I think that to some extent both for me and Bill Mollison, when we met we were at a point, for slightly different reasons, we’d both come to the conclusion that we didn’t want to fight against the world we didn’t want, but wanted to just actively create the world we do want. For him (Bill) he’d been involved in a series of environmental campaigns, I think starting in the late sixties as a fisherman and in the early days as an academic galvanising a campaign to stop a fish processing plant that was going to catch a vast amount of fish and export it for fishmeal to feed to livestock somewhere else in the world. Then there was the heavy involvement in the campaign to save Lake Pedder. Including him being a candidate for the senate in the nineteen seventy-two election for the United Tasmania Group, which is acknowledged as the first Green party in the world. So, before the Greens and before the German Greens. But when I met him in seventy-four he was already thinking this, ‘fighting against things’ was not so productive.

I’d come from a family of political activists, you know my parents were linked to the communist party and in my childhood they were both founders of the most radical political organisation in Australia opposed to the war in Vietnam. My mothers ASIO file says that this organisation was the most serious political threat of all the organisations that were against the war. (Smilingly) So that for me was just like normality, you know this act of trying to stop all these bad things. So in a way Permaculture was quite deliberately apolitical, and avoided that direct confrontation. But I think it was informed by a radical political view and it was never cast as being anarchism, but I think both myself and Mollison, if you were to just objectively analyse what our general attitudes were it mostly fit into the framework of anarchism.
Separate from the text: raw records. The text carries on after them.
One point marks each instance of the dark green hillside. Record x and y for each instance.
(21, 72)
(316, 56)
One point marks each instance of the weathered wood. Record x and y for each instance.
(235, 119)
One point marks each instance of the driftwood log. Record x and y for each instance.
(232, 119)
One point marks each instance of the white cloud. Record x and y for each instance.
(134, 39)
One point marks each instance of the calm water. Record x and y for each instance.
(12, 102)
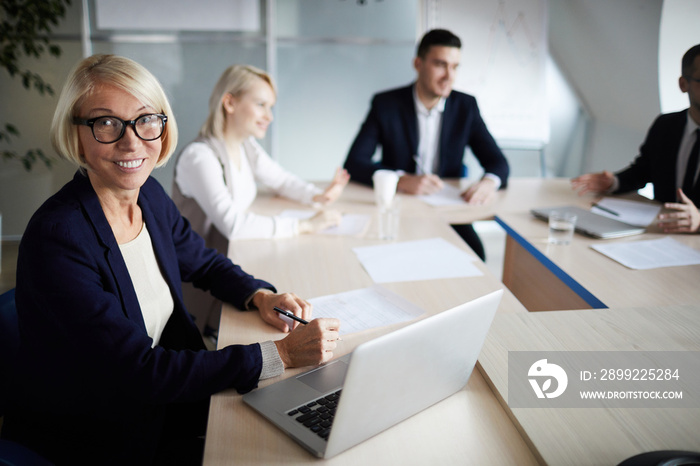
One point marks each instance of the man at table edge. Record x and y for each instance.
(664, 159)
(424, 129)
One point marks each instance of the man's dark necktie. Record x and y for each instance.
(691, 169)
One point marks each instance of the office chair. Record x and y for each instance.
(11, 453)
(9, 343)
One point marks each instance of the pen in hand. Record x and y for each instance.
(293, 317)
(290, 315)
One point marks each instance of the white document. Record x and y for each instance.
(640, 214)
(426, 259)
(350, 224)
(365, 308)
(449, 195)
(650, 254)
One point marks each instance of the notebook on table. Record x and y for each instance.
(381, 383)
(592, 224)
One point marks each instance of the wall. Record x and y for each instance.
(604, 63)
(608, 52)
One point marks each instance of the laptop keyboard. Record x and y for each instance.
(317, 415)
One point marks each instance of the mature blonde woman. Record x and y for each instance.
(112, 368)
(216, 177)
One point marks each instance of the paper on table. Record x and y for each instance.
(650, 254)
(350, 224)
(426, 259)
(449, 195)
(365, 308)
(640, 214)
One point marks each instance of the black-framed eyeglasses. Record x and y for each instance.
(108, 129)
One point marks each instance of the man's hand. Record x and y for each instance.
(593, 182)
(419, 184)
(685, 219)
(481, 192)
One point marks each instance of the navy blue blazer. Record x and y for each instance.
(89, 376)
(657, 160)
(392, 124)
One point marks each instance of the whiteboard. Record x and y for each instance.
(504, 55)
(178, 15)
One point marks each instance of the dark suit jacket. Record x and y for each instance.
(393, 125)
(657, 159)
(92, 390)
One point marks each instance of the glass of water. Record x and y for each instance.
(561, 227)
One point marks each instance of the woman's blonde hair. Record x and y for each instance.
(235, 80)
(116, 71)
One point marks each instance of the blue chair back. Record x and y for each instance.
(9, 343)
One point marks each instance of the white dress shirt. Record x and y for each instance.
(152, 291)
(225, 192)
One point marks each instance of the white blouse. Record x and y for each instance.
(152, 291)
(225, 192)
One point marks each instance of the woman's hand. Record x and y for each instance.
(309, 345)
(265, 301)
(319, 222)
(685, 219)
(335, 189)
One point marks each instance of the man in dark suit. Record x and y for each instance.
(424, 129)
(668, 158)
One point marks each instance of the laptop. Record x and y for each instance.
(592, 224)
(381, 383)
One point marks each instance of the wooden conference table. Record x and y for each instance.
(475, 426)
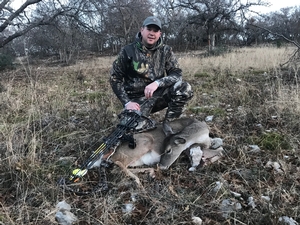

Kropotkin was pretty special for me because it was so much in my environment, when I read Mutual Aid – by the way I got Mutual Aid as an old Penguin paperback off my parents bookshelf, you know it was (laughing)… which was long before, well, not long before but was before the science of ecology was sort of ‘recognised’. He is a sort of prototype of an ecologist, really, in his descriptions of nature as that of a predominant relationship of cooperation, mutualism, and competition. So it was an answer – a critique and answer – to the social Darwinists who used Darwinian selection and competition, therefore society, and laissez-faire capitalism that that is following the patterns of nature, and he showed that there was this huge lineage in nature of mutualism and then he looked through history and showed how mutualism and cooperative behaviour ran right through societies…

He was an absolutely brilliant thinker. And then his book Fields Factories and Workshops of Tomorrow is in someways a precursor of Permaculture because before the industrialisation of agriculture it was addressing the way in which the productivity could be increased to support the worlds growing population. It showed that garden agriculture could actually outproduce field agriculture. Though we didn’t actually end up needing that because fossil fuels ended up increasing the production of agriculture anyway… [interupted, for time constraints], (again, smilingly) And here we are.

Thank you again David for your time. I look forward to compiling more about the history and influences of the global permaculture movement. The next Australasian Permaculture Convergence will be held in and around Canberra in 2018. To find out about the upcoming International Permaculture Conference and Convergence, go to: https://ipcindia2017.org/

5 Comments

    1. I read The Ecology of Freedom before Prinxiples and Pathways and it seemed so obvious. As it says in the introduction, it was a thought that had been on my mind for a long while.

  1. This comment comes several years late, but for those interested in how “cooperation” and “competition”, as basic existential strategies, play out in evolving systems, check out work on multilevel selection theory (especially as applied to cultural systems). Kropotkin and Darwin were some of the earliest proponents of group selection, a part of the multilevel selection framework, and used this to explain how cooperation persists within living systems. The connections between contemporary evolutionary thinking and Permaculture are even more encouraging!